Right there, at the press conference, Yanukovych handed Valerii Khoroshkovsky, director of the Security Service of Ukraine, and Anatolii Mohyliov, Minister of the Internal Affairs, a statement listing the movement’s demands, and charged them to “consider the problem, meet the initiators of the statement, and develop suggestions aimed at solving the issues raised.”

These president’s words caused bursts of laughter and applause in the audience.

Soon afterwards, on Sunday June 6, The Day of journalism, the movement “Stop Censorship!” held another action, a March for Free Speech. Its activists gathered in the Maidan and marched down Hrushevsky Street to the Verkhovna Rada building, and then down Bankova Street, to the Administration of the President of Ukraine.

On the way to their destination, the journalists handed out copies of the satirical dystopian newspaper Ukrainian nonPravda [Ukrainian Lies] of June 6, 2014, created and published specially for the occasion. In this issue, renowned journalists reported on fictional events from one day from Ukraine’s future, June 6, 2014, in case the reduction of civil rights in Ukraine gains impetus.

“The genre of dystopia, chosen by the authors of the materials in Ukrainian nonPravda, shows that this is literature rather than forecast. Although we cannot rule out that there might be people who would be quite happy to see this scenario implemented,” explained Sokolenko, a member of the “Stop Censorship!” movement, in her comment to The Day. “The need for such a demarche by journalists had been brewing for years.

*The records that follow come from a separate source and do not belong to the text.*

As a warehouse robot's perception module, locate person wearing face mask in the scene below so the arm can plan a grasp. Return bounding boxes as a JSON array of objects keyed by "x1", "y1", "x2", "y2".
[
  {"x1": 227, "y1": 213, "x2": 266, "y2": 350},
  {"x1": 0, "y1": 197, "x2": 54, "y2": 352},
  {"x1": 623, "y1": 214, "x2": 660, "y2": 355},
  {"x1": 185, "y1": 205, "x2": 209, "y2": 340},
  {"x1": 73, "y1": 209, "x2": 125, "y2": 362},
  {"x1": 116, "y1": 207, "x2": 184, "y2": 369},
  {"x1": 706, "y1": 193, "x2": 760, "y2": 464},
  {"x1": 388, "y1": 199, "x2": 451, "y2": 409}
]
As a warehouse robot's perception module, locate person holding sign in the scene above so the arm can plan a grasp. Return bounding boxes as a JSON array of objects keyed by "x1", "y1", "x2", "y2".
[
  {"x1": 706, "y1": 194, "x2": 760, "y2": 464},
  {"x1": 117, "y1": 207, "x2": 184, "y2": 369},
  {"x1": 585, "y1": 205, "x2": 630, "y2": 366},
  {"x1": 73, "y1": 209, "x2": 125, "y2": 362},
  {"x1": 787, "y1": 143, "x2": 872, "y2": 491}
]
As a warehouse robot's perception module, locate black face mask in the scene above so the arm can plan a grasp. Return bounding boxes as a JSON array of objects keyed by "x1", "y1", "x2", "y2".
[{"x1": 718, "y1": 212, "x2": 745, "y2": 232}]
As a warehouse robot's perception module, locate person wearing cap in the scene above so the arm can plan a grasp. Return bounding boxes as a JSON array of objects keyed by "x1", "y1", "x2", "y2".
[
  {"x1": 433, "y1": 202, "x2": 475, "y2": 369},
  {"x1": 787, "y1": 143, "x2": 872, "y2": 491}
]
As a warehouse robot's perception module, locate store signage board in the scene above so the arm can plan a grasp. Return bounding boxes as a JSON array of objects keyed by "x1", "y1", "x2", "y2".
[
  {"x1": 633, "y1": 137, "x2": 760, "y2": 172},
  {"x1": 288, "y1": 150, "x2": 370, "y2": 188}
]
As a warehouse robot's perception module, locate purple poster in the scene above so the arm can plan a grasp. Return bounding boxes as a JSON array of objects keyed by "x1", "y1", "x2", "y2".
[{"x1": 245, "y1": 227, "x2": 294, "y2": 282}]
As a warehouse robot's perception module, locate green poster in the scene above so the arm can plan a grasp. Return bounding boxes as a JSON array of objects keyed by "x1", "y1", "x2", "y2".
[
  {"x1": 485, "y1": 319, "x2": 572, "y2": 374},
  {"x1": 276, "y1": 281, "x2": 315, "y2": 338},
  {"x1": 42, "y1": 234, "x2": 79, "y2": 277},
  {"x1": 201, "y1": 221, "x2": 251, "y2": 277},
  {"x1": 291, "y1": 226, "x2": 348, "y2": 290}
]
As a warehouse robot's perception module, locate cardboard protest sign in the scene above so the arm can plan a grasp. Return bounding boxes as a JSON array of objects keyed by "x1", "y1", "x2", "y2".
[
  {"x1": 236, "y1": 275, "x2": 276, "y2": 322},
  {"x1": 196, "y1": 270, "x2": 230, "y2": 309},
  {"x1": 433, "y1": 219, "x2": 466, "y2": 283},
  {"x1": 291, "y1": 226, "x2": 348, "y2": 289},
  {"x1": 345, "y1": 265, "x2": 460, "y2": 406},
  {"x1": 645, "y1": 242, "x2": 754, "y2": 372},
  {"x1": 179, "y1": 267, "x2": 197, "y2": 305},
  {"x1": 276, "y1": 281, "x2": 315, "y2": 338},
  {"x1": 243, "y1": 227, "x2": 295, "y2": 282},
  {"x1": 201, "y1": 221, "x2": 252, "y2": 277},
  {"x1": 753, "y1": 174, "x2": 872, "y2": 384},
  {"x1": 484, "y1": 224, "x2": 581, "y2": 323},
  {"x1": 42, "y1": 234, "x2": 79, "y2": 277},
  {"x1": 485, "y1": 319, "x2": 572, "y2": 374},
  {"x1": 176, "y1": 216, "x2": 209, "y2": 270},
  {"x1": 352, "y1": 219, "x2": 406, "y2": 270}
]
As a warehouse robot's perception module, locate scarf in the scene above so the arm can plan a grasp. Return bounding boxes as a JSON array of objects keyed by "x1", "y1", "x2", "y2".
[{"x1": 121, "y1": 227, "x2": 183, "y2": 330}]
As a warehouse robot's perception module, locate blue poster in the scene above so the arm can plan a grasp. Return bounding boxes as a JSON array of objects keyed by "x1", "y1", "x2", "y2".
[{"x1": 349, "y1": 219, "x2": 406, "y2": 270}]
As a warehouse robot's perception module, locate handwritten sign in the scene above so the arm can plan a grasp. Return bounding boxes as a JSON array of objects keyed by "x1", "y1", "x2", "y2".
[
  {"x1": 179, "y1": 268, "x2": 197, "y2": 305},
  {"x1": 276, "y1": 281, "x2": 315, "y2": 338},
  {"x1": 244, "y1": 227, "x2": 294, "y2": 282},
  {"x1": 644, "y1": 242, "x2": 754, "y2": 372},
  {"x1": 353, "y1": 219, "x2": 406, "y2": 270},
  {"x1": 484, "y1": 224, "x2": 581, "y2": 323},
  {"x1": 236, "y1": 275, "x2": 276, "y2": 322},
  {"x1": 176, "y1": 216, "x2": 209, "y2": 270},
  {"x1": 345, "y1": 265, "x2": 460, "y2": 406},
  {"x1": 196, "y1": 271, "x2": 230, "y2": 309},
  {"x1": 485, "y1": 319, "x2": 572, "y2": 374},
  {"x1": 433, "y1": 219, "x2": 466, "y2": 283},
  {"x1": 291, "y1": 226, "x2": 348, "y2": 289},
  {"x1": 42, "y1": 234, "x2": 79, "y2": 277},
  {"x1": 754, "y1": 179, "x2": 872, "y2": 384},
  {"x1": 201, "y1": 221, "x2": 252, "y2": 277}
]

However, we couldn’t speak out before the election: we were persuaded that politicians would use our protests to their own advantage.

“And this is the drawback of the journalist community: we had left the previous four years in Yushchenko’s control. Instead, supporting the freedom of speech requires continual effort.”

Sokolenko intimated to The Day the movement’s further plans.

“Now, we’re thoroughly preparing for the meeting with Valerii Khoroshkovsky. At this meeting, we are going to present all the available facts about the limitation of freedom of speech and infringements upon journalists’ rights – as many facts as we have – and we’re also going to demand that these facts are investigated, and the culprits found and punished.

“We are also developing a mechanism of cooperation and efficient reaction to the situation in the regions. We are also working towards developing legislative initiatives. Last week, Arsenii Yatseniuk registered a draft law which largely coincides with those legislative demands put forward by the “Stop Censorship!” movement. Now, let the MPs vote on it.”